Controverses sur l’antisémitisme et les racismes (1/2)
Pour donner une suite à la loi « Yadan » retirée, Aurore Bergé porte un projet de loi « de cohésion républicaine par la lutte contre le racisme et l’antisémitisme », dont la discussion est prévue cet automne. Ainsi se repose la question de l’articulation et/ou des différences entre racismes et antisémitisme en France.
En France, le débat sur l’antisémitisme et les racismes est très polarisé, comme l’a montré la polémique autour de la loi « Yadan » au printemps 2026. Cette loi, retirée, visait à renforcer la lutte contre ces phénomènes, mais son échec illustre les tensions persistantes. Un nouveau projet de loi, porté par Aurore Bergé, est prévu pour l’automne 2026. Il soulève la question de la distinction et de l’articulation entre antisémitisme et autres formes de racisme. Ces discussions reflètent des clivages profonds dans la société française, où les approches politiques et académiques s’opposent souvent sur la manière de traiter ces sujets.
L’Allemagne dispose d’un centre de recherche dédié à l’étude de l’antisémitisme, le Zentrum für Antisemitismusforschung (ZfA) de Berlin. Contrairement à la France, où les débats sont souvent marqués par des polémiques, ce centre incarne une approche scientifique et nuancée. Il encourage une réflexion comparative entre antisémitisme, sexisme et racismes, en analysant leurs intersections et imbrications. Cette démarche vise à éviter les simplifications et à promouvoir un dialogue constructif, loin des polarisations idéologiques qui caractérisent parfois le débat français.
En Allemagne, une partie des chercheurs accuse les Postcolonial Studies et les Critical Race Studies d’ignorer ou de minimiser l’antisémitisme, voire de le reproduire. Ces courants, très influents dans les universités, sont critiqués pour leur approche jugée eurocentrique et leur manque de prise en compte des spécificités de l’antisémitisme. À l’inverse, les études sur l’antisémitisme sont parfois accusées d’être trop favorables à l’État d’Israël ou de manquer de recul critique. Ces tensions, surnommées la « querelle des historiens 2.0 », ont débuté en 2020 et portent aussi sur la place de la Shoah et du colonialisme dans la mémoire collective allemande.

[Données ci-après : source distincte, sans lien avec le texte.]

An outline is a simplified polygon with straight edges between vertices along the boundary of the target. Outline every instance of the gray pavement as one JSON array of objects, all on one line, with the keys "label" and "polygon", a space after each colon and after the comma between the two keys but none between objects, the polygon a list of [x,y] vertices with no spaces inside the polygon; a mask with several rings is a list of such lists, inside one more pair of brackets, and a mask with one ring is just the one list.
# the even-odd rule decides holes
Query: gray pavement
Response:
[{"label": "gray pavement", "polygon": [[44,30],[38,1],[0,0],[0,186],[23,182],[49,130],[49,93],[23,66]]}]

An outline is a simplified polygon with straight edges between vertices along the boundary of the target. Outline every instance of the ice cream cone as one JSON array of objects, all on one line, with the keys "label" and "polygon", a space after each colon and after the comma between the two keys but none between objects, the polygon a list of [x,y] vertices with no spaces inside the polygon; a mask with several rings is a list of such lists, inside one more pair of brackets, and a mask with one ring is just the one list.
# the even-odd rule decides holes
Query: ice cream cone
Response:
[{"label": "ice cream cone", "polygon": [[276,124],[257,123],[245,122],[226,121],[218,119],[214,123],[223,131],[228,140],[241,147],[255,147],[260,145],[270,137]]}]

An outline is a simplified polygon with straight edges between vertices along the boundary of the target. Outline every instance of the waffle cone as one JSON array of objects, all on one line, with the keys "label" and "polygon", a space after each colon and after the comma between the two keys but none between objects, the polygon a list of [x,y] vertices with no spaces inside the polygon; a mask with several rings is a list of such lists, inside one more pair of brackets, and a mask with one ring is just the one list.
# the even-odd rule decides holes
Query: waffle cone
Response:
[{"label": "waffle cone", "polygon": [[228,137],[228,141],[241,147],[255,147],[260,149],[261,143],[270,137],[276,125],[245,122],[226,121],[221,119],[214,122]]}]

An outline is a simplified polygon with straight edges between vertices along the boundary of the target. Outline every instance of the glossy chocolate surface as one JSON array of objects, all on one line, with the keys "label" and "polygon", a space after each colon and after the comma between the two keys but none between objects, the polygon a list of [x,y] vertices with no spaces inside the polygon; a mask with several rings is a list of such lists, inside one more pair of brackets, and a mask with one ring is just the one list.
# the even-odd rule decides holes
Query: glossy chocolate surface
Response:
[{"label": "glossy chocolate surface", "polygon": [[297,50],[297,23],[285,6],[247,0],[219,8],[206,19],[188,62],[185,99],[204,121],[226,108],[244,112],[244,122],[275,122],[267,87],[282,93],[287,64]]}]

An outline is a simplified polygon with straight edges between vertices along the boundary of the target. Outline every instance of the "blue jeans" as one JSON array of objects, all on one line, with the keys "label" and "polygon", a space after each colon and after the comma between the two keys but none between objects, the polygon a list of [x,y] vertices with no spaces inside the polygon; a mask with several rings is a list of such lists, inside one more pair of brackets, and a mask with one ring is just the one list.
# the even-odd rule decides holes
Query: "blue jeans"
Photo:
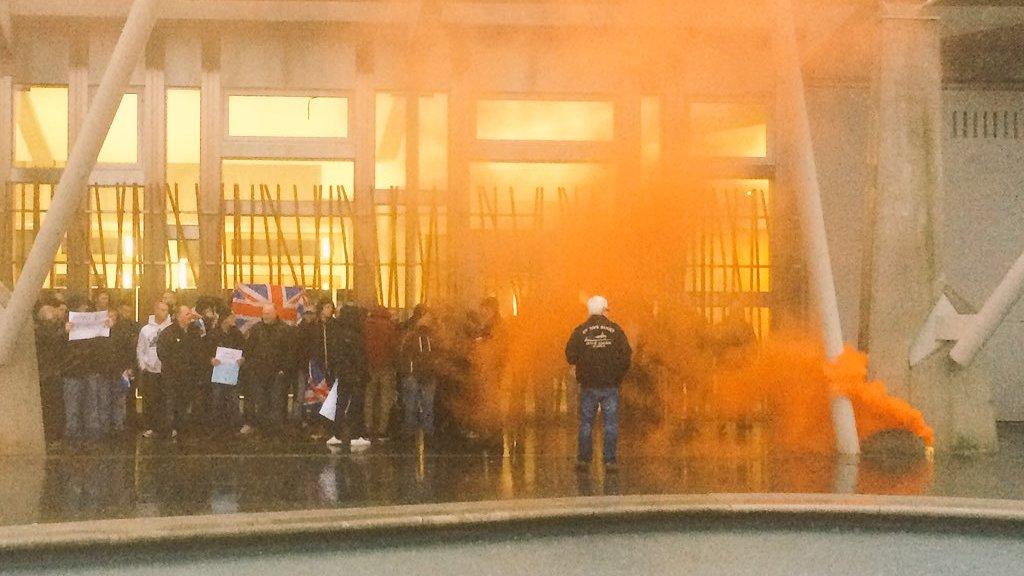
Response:
[{"label": "blue jeans", "polygon": [[580,388],[580,440],[577,459],[594,457],[594,418],[601,407],[604,418],[604,461],[614,462],[618,445],[618,388]]},{"label": "blue jeans", "polygon": [[437,381],[408,375],[401,379],[401,405],[404,414],[402,431],[407,435],[423,428],[423,434],[434,434],[434,394]]},{"label": "blue jeans", "polygon": [[65,439],[69,442],[98,440],[102,435],[100,410],[105,407],[98,402],[100,385],[98,374],[65,376]]}]

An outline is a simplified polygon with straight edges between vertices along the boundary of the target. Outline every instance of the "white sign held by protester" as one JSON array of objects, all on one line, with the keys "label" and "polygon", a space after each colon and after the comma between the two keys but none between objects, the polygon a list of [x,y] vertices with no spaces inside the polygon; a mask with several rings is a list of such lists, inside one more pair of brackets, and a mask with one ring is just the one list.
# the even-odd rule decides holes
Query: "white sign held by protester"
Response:
[{"label": "white sign held by protester", "polygon": [[321,406],[321,416],[324,416],[328,420],[334,421],[335,411],[338,409],[338,380],[334,381],[334,385],[331,386],[331,392],[327,395],[327,400],[324,401],[324,406]]},{"label": "white sign held by protester", "polygon": [[242,351],[217,346],[217,354],[214,358],[219,360],[220,364],[213,367],[213,374],[210,379],[216,384],[227,384],[230,386],[238,384],[239,361],[242,360]]}]

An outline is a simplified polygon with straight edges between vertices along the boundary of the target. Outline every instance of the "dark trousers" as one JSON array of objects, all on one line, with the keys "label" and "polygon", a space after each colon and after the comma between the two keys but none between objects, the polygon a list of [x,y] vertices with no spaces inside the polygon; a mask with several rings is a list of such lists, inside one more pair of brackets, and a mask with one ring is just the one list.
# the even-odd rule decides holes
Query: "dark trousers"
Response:
[{"label": "dark trousers", "polygon": [[40,372],[39,386],[46,442],[60,440],[65,428],[63,380],[58,374]]},{"label": "dark trousers", "polygon": [[167,408],[160,385],[160,374],[141,372],[137,385],[142,393],[142,427],[157,430],[161,427]]},{"label": "dark trousers", "polygon": [[188,384],[166,374],[142,373],[143,413],[146,427],[161,435],[178,430],[184,422]]},{"label": "dark trousers", "polygon": [[288,408],[288,389],[291,384],[288,380],[285,372],[253,375],[246,400],[252,398],[252,419],[264,433],[281,431],[284,425],[285,411]]},{"label": "dark trousers", "polygon": [[618,446],[618,388],[580,388],[580,438],[577,458],[594,457],[594,418],[601,408],[604,420],[604,461],[614,462]]},{"label": "dark trousers", "polygon": [[335,438],[358,438],[362,433],[362,382],[338,379],[338,404],[334,412]]}]

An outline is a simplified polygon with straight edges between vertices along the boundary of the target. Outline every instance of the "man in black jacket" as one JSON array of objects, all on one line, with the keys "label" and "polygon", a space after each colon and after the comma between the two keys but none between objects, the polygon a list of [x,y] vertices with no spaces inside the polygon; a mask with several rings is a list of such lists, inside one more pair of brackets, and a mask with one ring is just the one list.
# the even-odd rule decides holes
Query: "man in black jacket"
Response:
[{"label": "man in black jacket", "polygon": [[587,302],[590,318],[572,331],[565,360],[575,367],[580,382],[580,438],[578,467],[586,469],[594,454],[594,417],[600,406],[604,419],[605,469],[616,466],[618,442],[618,386],[630,369],[633,349],[623,328],[608,320],[608,300],[594,296]]},{"label": "man in black jacket", "polygon": [[168,407],[164,433],[170,428],[171,438],[177,438],[184,421],[187,394],[194,389],[199,360],[199,334],[191,326],[197,315],[187,305],[179,305],[174,323],[165,328],[157,340],[160,358],[161,392]]},{"label": "man in black jacket", "polygon": [[295,357],[291,330],[278,319],[278,311],[265,305],[262,317],[249,330],[242,352],[249,373],[247,406],[252,398],[257,427],[264,435],[274,435],[284,424]]}]

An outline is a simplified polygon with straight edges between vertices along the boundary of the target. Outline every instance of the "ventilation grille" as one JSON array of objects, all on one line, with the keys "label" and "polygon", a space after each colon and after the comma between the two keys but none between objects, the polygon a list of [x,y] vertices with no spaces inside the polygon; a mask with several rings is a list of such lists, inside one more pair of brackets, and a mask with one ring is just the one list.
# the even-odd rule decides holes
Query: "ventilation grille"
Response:
[{"label": "ventilation grille", "polygon": [[1016,110],[954,110],[952,137],[1018,140],[1024,117]]}]

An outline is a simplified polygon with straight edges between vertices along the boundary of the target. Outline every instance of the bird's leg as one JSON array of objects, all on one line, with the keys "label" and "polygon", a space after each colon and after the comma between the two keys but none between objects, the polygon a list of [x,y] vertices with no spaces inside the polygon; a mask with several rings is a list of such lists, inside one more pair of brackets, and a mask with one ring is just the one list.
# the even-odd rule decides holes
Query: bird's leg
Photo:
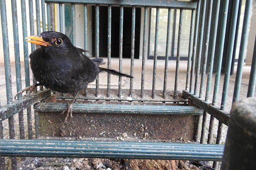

Un autre point de friction en Allemagne concerne la critique de la politique israélienne. Certains estiment qu’il est devenu difficile, voire impossible, de critiquer Israël sans être accusé d’antisémitisme, en raison d’une norme dominante perçue comme anti-antisémite. Cependant, des chercheurs comme Meron Mendel, dans son ouvrage Über Israel reden (2023), soulignent que cette critique reste possible, même si elle est parfois instrumentalisée. D’autres, comme Bill Niven, rappellent que ces accusations peuvent elles-mêmes relever de l’antisémitisme, en suggérant l’existence d’un « pouvoir juif » qui contrôlerait le débat public.
L’article souligne que la recherche allemande, notamment via le ZfA, propose une « éthique de la discussion » plus apaisée que celle observée en France. Elle privilégie la controverse scientifique productive plutôt que le « campisme », c’est-à-dire le fait de prendre systématiquement parti pour un camp. Cette approche permet d’aborder des sujets sensibles comme l’antisémitisme ou le colonialisme sans tomber dans des oppositions stériles. Elle offre ainsi un modèle alternatif pour penser les liens entre différents types de discriminations.
L’article est coécrit par Salima Naït Ahmed, philosophe et politiste spécialiste des questions de discriminations, et Bruno Quélennec, historien et maître de conférences en études germaniques. Leur travail s’inscrit dans une réflexion plus large sur les méthodes de recherche et les enjeux politiques liés à l’étude de l’antisémitisme et des racismes. Ils s’appuient sur des travaux allemands pour proposer une analyse comparative et critique, en mettant en lumière les forces et les limites des approches françaises et allemandes.